De même, le Conseil d’État a eu à connaître d’une délibération adoptée par le Conseil supérieur de l’audiovisuel qui avait estimé qu’un message de sensibilisation à la trisomie 21 intitulé « Chère future maman » et qui avait fait l’objet d’une diffusion à plusieurs reprises par certains services de télévision ne constituait ni un message publicitaire ni un message d’intérêt général et ne pouvait donc pas être inséré au sein d’écrans publicitaires. Le CSA avait ensuite publié un communiqué précisant la portée de son intervention. Le Conseil d’État estime que ces actes, s’ils n’ont produit aucun effet de droit, ont eu pour objet d’influer de manière significative sur le comportement des services de télévision, en les dissuadant de procéder à l’avenir au sein de séquences publicitaires à de nouvelles diffusions du message litigieux ou à la diffusion de messages analogues. Dans ces conditions, il admet qu’ils peuvent faire l’objet d’un recours pour excès de pouvoir (CE, 10 novembre 2016, Mme M. et autres, nos 384691 et autres, Rec.).

Enfin, le Conseil d’État a admis qu’un justiciable puisse demander l’abrogation d’un acte de droit souple à l’autorité de régulation qui l’a adopté. Il peut, le cas échéant, contester devant le juge de l’excès de pouvoir le refus que l’autorité oppose à cette demande (CE, Sect., 13 juillet 2016, Société GDF Suez, n° 388150, Rec.).

3.1.15.3. Cette dernière décision a enfin permis d’apporter une importante précision quant au déclenchement du délai de recours contre un acte de droit souple.

Le Conseil d’État avait jugé, s’agissant d’actes décisoires, le cas échéant à caractère règlementaire, qu’en l’absence de dispositions prescrivant une formalité de publicité déterminée, la publication sur le site internet de l’autorité qui avait pris la décision les rendaient opposables (s’agissant d’une délibération règlementaire d’un établissement public : CE, 24 avril 2012, Voies navigables de France, n° 339669, Rec.). Il avait tiré les conséquences de la possibilité de recourir à pareille modalité de publicité en jugeant que la mise en ligne sur le site Internet de l’ARCEP des décisions de cette autorité fait courir le délai de recours à l’égard des professionnels du secteur dont elle assure la régulation, même si aucune disposition législative ou réglementaire n’a prévu une telle publication (CE, 25 novembre 2015, Société Gibmedia, n° 383482, Rec.).

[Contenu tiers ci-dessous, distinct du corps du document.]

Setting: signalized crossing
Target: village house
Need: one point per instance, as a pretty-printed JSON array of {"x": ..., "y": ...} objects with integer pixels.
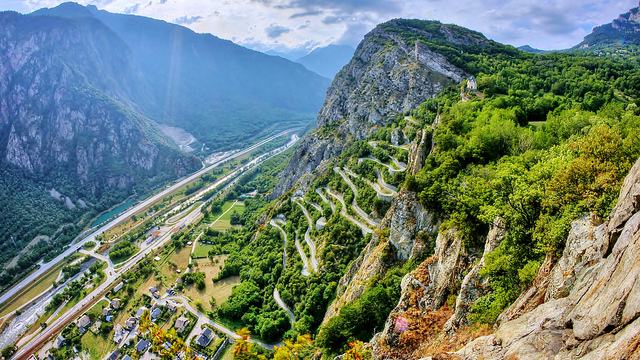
[
  {"x": 119, "y": 334},
  {"x": 118, "y": 287},
  {"x": 140, "y": 312},
  {"x": 181, "y": 324},
  {"x": 142, "y": 345},
  {"x": 130, "y": 323},
  {"x": 472, "y": 84},
  {"x": 171, "y": 306},
  {"x": 59, "y": 342},
  {"x": 114, "y": 355},
  {"x": 115, "y": 303},
  {"x": 83, "y": 322},
  {"x": 155, "y": 313},
  {"x": 205, "y": 337}
]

Le Conseil d’État transpose ces solutions aux actes de droit souple dans sa décision Société GDF Suez, dans laquelle il était saisi d’une demande d’annulation d’une communication de la Commission de régulation de l’énergie (CRE) relative à certains contrats conclus entre ERDF et les fournisseurs d’électricité. Ainsi, il juge qu’en l’absence de dispositions législatives ou réglementaires prévoyant un autre mode de publication, la mise en ligne d’un acte de droit souple sur le site internet de l’autorité de régulation qui l’édicte, dans l’espace consacré à la publication des actes de l’autorité, fait courir, à l’égard des professionnels du secteur dont elle assure la régulation, le délai de recours de deux mois prévu par l’article R. 421-1 du code de justice administrative.